Re: [GRAPHITE, PATCH] Ping: Loop unroll and jam optimization

2014-11-17 Thread Richard Biener
On Sat, Nov 15, 2014 at 11:57 AM, Mircea Namolaru
 wrote:
> The close of stage 1 is getting close (very close). Even there is not so much 
> new code (basically
> the new code computes the separation class option for AST build), I am not 
> sure that the patch
> qualify for stage 2.
>
> There is very nice code generated by unroll-and-jam (stride mining) for small 
> kernels both for constant
> or non-constant bound loops, and is an argument for the new isl based code 
> generator. Otherwise I'm afraid
> that the code generated looks very similar with the cloog generated one, an 
> inner loop
> with bounds of min/max that GCC doesn't further optimize, preventing 
> perceived advantages of
> strip mining (register reuse and scalar reduction, instruction scheduling 
> etc).
>
> ok for trunk ?

New optimization flags and new params need documentation in
gcc/doc/invoke.texi.

The description of the --params suggest they provide fixed values - is
there no way to autodetect sensible values with a cost-model?  I
hardly doubt that you can find two fixed values that apply for a whole
program...

Richard.

> Thanks, Mircea
>


Re: [GRAPHITE, PATCH] Ping: Loop unroll and jam optimization

2014-11-17 Thread Mircea Namolaru
> New optimization flags and new params need documentation in
> gcc/doc/invoke.texi.
> 

Thanks. Added description in invoke.texi. The patch is in trunk.
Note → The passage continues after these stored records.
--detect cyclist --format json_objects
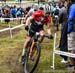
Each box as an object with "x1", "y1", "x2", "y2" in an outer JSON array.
[
  {"x1": 52, "y1": 4, "x2": 59, "y2": 31},
  {"x1": 22, "y1": 7, "x2": 50, "y2": 62}
]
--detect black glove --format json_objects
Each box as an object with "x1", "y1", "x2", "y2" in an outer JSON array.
[{"x1": 25, "y1": 26, "x2": 29, "y2": 31}]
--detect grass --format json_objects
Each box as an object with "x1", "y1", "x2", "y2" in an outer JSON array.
[{"x1": 0, "y1": 22, "x2": 70, "y2": 73}]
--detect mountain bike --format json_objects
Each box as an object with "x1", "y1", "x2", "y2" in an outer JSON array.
[{"x1": 23, "y1": 33, "x2": 52, "y2": 73}]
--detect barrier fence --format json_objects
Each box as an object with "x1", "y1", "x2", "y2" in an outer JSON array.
[
  {"x1": 51, "y1": 33, "x2": 75, "y2": 70},
  {"x1": 0, "y1": 18, "x2": 24, "y2": 38}
]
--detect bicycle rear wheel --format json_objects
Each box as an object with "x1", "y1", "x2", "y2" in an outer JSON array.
[{"x1": 24, "y1": 44, "x2": 41, "y2": 73}]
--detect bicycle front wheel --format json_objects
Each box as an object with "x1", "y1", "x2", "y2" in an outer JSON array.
[{"x1": 24, "y1": 43, "x2": 41, "y2": 73}]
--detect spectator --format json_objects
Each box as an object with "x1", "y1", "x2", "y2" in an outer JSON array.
[
  {"x1": 59, "y1": 1, "x2": 68, "y2": 63},
  {"x1": 10, "y1": 6, "x2": 17, "y2": 18},
  {"x1": 68, "y1": 0, "x2": 75, "y2": 73}
]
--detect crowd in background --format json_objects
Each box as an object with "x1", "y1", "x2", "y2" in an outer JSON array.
[{"x1": 0, "y1": 0, "x2": 75, "y2": 72}]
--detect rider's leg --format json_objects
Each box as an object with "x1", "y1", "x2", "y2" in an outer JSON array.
[{"x1": 39, "y1": 30, "x2": 44, "y2": 43}]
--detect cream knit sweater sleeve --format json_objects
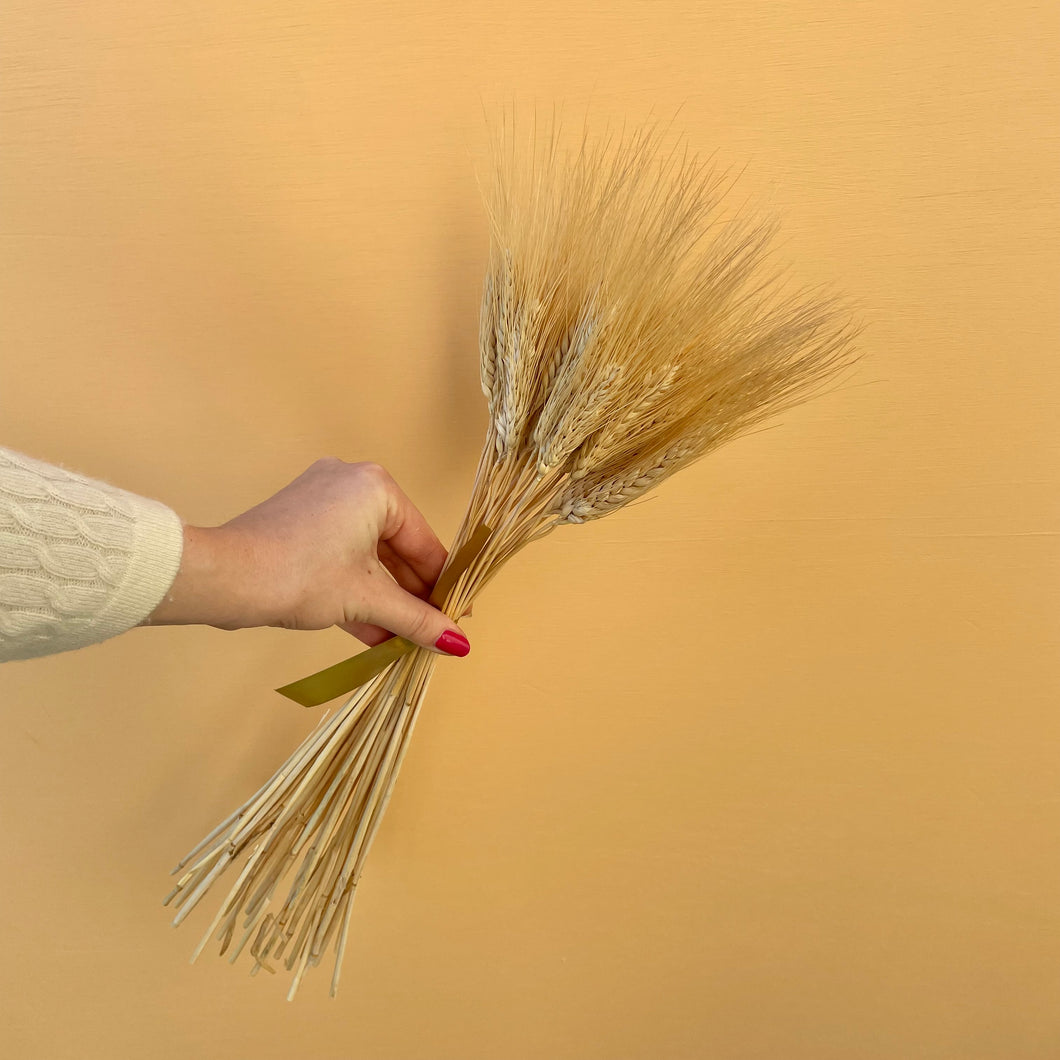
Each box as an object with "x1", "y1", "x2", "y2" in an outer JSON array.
[{"x1": 0, "y1": 448, "x2": 183, "y2": 661}]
> The description of the --params suggest they provide fixed values - is
> there no way to autodetect sensible values with a cost-model?  I
> hardly doubt that you can find two fixed values that apply for a whole
> program...

There are a lot of models/heuristics, but in the general case tile sizes remain
kind of an open problem. For the time being, this option and its parameters are 
intended 
mostly to compiler developers interested to bring the loop to a specific form 
enabling
further optimizations.

Mircea.